On June 24, U.S. Special Operations Forces sank a decommissioned target ship in the Philippines using Ukrainian-built Magura sea drones. Bloomberg filmed it. The uncrewed vessels closed on the hull and detonated, sending the vessel to the bottom in what was described as an unannounced drill.
That would have been notable regardless. But the Magura fleet arrived in the Philippines with a combat record that set it apart from any other small naval drone: it had already shot down Russian jets.
Ukrainian Magura-class USV during trials. Photo: open source.

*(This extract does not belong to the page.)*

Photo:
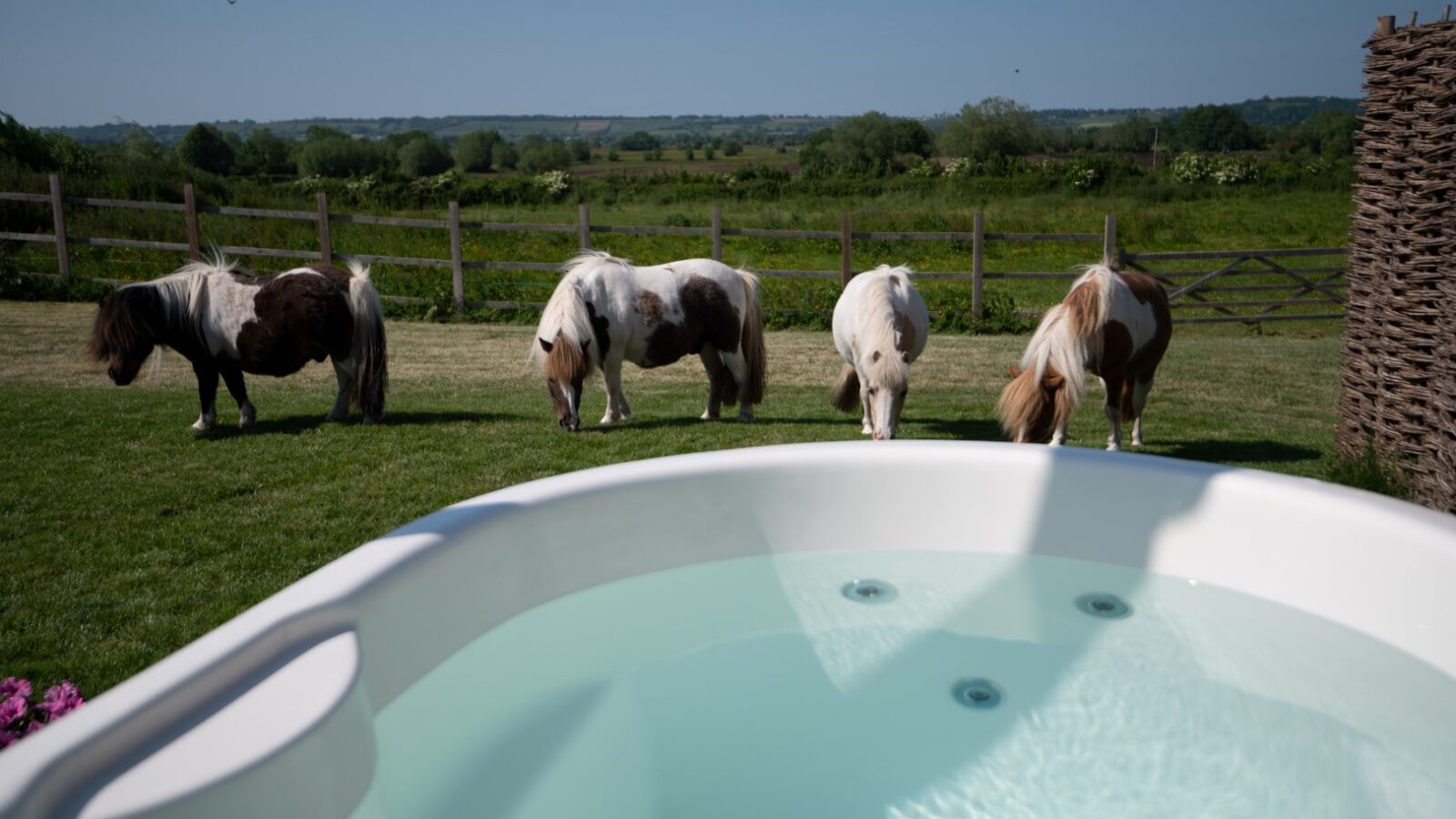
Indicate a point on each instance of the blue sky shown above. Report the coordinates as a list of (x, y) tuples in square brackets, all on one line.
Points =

December 2024: the first time a sea drone shot down an aircraft
The aerial record starts with helicopters. On December 31, 2024, Magura 5 drones armed with R-73 SeeDragon air-to-air missiles engaged and destroyed two Russian Mi-8 helicopters over the Black Sea near Cape Tarkhankut, occupied Crimea. That was the first documented case of a surface drone shooting down any aircraft.
The platform had been designed to detonate against ship hulls. Mounting an air-to-air missile turned it into something else: a sea-level air-defence asset with no radar profile worth targeting and a cost far below the aircraft it can kill.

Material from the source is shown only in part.